Un’escalation di violenza consumata tra le mura domestiche, rimasta a lungo senza denuncia, è sfociata in un arresto. Nei giorni scorsi i Carabinieri della Stazione di Vigevano hanno eseguito un’ordinanza di misura cautelare personale nei confronti di un 19enne, già noto alle forze dell’ordine e sottoposto all’obbligo di presentazione alla polizia giudiziaria per altri reati.

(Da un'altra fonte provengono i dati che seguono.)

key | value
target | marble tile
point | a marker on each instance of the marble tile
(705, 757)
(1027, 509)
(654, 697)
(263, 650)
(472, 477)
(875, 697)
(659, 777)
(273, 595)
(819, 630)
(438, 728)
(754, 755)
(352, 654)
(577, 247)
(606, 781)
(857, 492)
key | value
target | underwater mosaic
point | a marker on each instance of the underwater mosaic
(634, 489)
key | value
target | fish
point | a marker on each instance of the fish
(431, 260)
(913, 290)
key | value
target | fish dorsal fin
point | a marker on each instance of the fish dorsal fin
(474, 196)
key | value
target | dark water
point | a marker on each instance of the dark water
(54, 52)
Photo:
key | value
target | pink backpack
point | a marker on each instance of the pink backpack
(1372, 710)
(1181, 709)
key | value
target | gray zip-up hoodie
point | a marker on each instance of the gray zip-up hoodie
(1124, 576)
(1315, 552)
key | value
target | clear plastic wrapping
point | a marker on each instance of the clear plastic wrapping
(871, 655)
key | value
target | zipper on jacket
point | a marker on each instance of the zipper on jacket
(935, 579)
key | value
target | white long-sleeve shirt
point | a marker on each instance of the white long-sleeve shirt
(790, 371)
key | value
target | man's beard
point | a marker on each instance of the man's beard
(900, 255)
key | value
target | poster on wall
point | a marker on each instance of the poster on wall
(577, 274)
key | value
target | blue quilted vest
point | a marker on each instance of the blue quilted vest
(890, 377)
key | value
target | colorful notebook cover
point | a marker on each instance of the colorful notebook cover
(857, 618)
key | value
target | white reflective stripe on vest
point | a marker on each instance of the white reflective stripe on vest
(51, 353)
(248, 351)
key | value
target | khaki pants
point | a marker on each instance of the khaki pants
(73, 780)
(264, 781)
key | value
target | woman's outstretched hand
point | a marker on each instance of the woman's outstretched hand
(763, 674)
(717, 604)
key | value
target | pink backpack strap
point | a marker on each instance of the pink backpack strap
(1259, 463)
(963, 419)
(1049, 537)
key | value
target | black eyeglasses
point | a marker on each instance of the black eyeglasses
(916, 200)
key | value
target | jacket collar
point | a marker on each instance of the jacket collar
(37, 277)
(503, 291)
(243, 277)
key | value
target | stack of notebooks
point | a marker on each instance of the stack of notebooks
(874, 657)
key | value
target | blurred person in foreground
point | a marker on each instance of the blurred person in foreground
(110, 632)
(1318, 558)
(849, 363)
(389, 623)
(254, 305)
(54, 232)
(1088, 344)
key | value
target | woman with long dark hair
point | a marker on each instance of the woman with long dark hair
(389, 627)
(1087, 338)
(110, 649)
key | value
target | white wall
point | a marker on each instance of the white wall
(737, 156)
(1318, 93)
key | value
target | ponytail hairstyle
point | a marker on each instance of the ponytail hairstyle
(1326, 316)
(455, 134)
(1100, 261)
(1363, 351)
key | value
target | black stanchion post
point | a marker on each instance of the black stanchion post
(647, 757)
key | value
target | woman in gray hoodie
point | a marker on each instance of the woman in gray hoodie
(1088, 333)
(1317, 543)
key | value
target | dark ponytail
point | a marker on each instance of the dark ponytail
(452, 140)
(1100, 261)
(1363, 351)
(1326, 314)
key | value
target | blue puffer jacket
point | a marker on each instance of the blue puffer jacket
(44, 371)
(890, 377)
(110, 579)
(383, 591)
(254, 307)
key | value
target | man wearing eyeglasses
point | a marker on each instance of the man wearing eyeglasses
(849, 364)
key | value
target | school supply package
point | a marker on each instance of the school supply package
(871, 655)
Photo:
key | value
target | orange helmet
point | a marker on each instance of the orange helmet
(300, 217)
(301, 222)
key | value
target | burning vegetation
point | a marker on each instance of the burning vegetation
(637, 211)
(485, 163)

RIPETUTI MALTRATTAMENTI Il provvedimento, emesso dal Giudice per le indagini preliminari del Tribunale di Pavia, arriva al termine di una serie di interventi effettuati dai militari nell’abitazione che il giovane condivideva con la compagna, vittima — secondo quanto ricostruito — di maltrattamenti reiterati nel tempo. Determinante uno degli ultimi interventi: i carabinieri, giunti sul posto, hanno trovato la donna con evidenti segni di violenza. Sul volto erano visibili rivoli di sangue, causati da una fuoriuscita ematica dalla bocca, mentre su tutto il corpo presentava escoriazioni e contusioni. Gli accertamenti immediati hanno permesso di ricostruire una dinamica particolarmente grave. Durante un litigio per motivi futili, il 19enne avrebbe colpito ripetutamente la compagna con pugni e con un manico di scopa. Non solo: dopo averla spinta a terra, le avrebbe lanciato contro un badile, per poi allontanarsi prima dell’arrivo dei militari.
GRAVEMENTE FERITA Le conseguenze per la vittima sono state pesanti: una frattura del corpo mandibolare e lesioni multiple, con una prognosi iniziale di 40 giorni, successivamente estesa di altri 40. Nonostante l’assenza di una querela formale da parte della donna, la gravità delle lesioni ha consentito ai carabinieri di procedere d’ufficio. È stata quindi inoltrata richiesta all’autorità giudiziaria, che ha portato all’emissione della misura cautelare. Al termine delle formalità di rito, il giovane è stato condotto presso la casa circondariale di Pavia, dove resta a disposizione dell’autorità giudiziaria.